Overall, the most stable anti-periplanar conformer was found to be anti-1 and the most stable gauche conformer was found to be gauche-3. Although Gaussview calculates absolute geometries for each molecule drawn, it is still possible to compare the values obtained for isomers. The values above indicate that overall, the most stable gauche conformation (gauche 3) is more stable than the most stable anti conformation (anti-1). One possible reason for this is due to the orbital interactions and consideration of the MO's involved:


HOMO - Anti 1	HOMO - Gauche 3

The HOMO for the gauche conformation clearly shows that there is a stabilising π interaction between the two double bonds. This interaction is not present in the anti-periplanar form.

Re-optimisation of Anti-2

The structure corresponding to 'anti-2' was re-optimised using the more accurate DFT/B3LYP method and the 6-31G(d) basis set, and the energy was compared with the value obtained earlier:

**Optimisation of the Anti 2 conformer: 2 different methods**
Method	Structure	sp²-sp² bond distances (Å)	sp²-sp³ bond distances (Å)	sp³-sp³ bond distances (Å)	Energy (Atomic Units)]
HF/3-21G		1.32	1.51	1.55	-231.69253528
DFT/B3LYP/6-31G (d)		1.33	1.51	1.55	-234.6117038
Literature^[1]		1.34	1.51	1.54

The values above indicates that the more accurate basis set had optimised the structure to an even lower energy state. It should be noted that for both optimisations, the point group was found to be C_i as is expected due to the centre of inversion present in the molecule. This is further confirmed by the fact that the dihedral angle between the non-terminal carbons was 180^oC on both occasions. Visually, the geometry obtained looks identical to the one obtained earlier using the HF method; comparison of the bond lengths show that the structure has changed only slightly, and that both sets of values are reasonably well matched with the literature values (the values for DFT method were marginally closer to the literature).

Frequency Analysis

Using the re-optimised Anti-2 structure, a frequency analysis was carried out using the same method (DFT-B3LYP) and basis set (6-31G(d)). The calculated frequencies were all found to be positive and no imaginary frequencies were observed, which confirmed that a minima had been reached. The IR spectra is shown below:

Thermodynamic information can be extracted from the results of the frequency analysis. Specifically, the energy of the molecule can be separated into kinetic and potential energy components, which can then be used to determine the enthalpy and free energy. The calculation was carried out at 298.15K and the results are shown below:

**Thermo-calculations on the Re-optimised Anti 2 conformer at 298.15 K (All energies are in a.u)**
Sum of Electronic and Zero-point Energies	- 234.469204
Sum of Electronic and Thermal Energies	- 234.461857
Sum of Electronic and Thermal Enthalpies	- 234.460913
Sum of Electronic and Thermal Free Energies	- 234.500776

The sum of the electronic and zero-point energies is the potential energy at 0, including the zero-point vibrational energy: E = Eelec + ZPE. The sum of the electronic and thermal energies is the energy at 298.15 K and 1 atm of pressure; it includes contributions from the translational; rotational; and vibrational energy modes: E' = E + Evib + Erot + Etrans. The sum of the electronic and thermal enthapies is the previous energy but contains an extra correction for room temperature, RT (where H = E + RT). Finally, the sum of electronic and thermal free energies includes the entropic contribution to the free energy: G = H - TS.

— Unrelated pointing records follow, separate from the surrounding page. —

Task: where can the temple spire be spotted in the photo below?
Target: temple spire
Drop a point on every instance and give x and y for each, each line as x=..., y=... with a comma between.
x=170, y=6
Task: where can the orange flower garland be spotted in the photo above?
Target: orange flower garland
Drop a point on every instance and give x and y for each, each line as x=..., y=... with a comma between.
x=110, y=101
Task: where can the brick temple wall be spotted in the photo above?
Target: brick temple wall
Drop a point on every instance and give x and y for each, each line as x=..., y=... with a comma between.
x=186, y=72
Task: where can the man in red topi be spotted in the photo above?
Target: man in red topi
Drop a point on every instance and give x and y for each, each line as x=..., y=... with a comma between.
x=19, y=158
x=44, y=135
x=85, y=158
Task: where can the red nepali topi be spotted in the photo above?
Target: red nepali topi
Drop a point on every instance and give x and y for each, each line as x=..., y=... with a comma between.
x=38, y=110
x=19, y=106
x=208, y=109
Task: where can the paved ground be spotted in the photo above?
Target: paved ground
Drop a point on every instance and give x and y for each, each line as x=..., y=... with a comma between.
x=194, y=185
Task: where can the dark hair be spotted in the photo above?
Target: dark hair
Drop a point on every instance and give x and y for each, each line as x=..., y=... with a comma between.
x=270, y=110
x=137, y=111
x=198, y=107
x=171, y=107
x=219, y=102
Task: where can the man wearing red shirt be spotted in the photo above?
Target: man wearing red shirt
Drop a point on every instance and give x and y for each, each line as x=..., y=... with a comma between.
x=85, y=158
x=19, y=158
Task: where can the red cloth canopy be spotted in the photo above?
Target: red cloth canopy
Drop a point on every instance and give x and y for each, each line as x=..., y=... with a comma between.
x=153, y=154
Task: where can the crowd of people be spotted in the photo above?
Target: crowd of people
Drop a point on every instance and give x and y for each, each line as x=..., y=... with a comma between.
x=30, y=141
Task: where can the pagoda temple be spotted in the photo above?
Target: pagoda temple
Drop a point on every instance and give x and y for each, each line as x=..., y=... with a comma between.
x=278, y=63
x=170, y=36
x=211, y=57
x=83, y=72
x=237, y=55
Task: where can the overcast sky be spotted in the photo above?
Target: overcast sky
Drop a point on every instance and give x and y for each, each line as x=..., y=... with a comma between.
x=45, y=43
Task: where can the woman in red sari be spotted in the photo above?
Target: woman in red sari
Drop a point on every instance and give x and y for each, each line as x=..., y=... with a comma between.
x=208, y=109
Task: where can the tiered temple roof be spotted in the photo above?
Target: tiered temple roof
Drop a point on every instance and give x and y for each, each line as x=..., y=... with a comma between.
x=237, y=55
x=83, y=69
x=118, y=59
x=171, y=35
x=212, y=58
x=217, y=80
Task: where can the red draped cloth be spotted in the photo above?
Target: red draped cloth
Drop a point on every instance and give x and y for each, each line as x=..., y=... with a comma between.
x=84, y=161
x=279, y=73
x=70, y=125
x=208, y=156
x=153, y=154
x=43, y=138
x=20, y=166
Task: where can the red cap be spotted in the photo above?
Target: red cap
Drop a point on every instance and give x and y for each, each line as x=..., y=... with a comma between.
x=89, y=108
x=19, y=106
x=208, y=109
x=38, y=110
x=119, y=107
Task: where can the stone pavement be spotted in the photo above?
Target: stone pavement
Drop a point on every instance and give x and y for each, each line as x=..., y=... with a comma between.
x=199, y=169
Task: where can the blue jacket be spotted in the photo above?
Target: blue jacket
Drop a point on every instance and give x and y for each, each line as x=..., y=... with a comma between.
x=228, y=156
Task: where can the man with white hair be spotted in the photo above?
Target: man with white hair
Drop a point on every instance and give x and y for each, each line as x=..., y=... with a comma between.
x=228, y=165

Optimisation of the Chair and Boat structures

The section will focus on the transition state of the Cope Rearrangement in some detail. In this rearrangement process, there are two possible configurations which can be adopted, the chair and the boat:

The transition states associated with each configuration were separately optimised using two different techniques.

Chair Transition State

The transition state for the chair structure was first modelled and then optimised using two different methods. For both methods, an allyl fragment was initially optimised on Gaussview at the HF/3-21G level of theory. The C₃H₅ fragment was chosen because it is known that the transition state for the reaction resembles two allyl fragments connected by a partial bond separated by a distance of approximately 2.2 Å.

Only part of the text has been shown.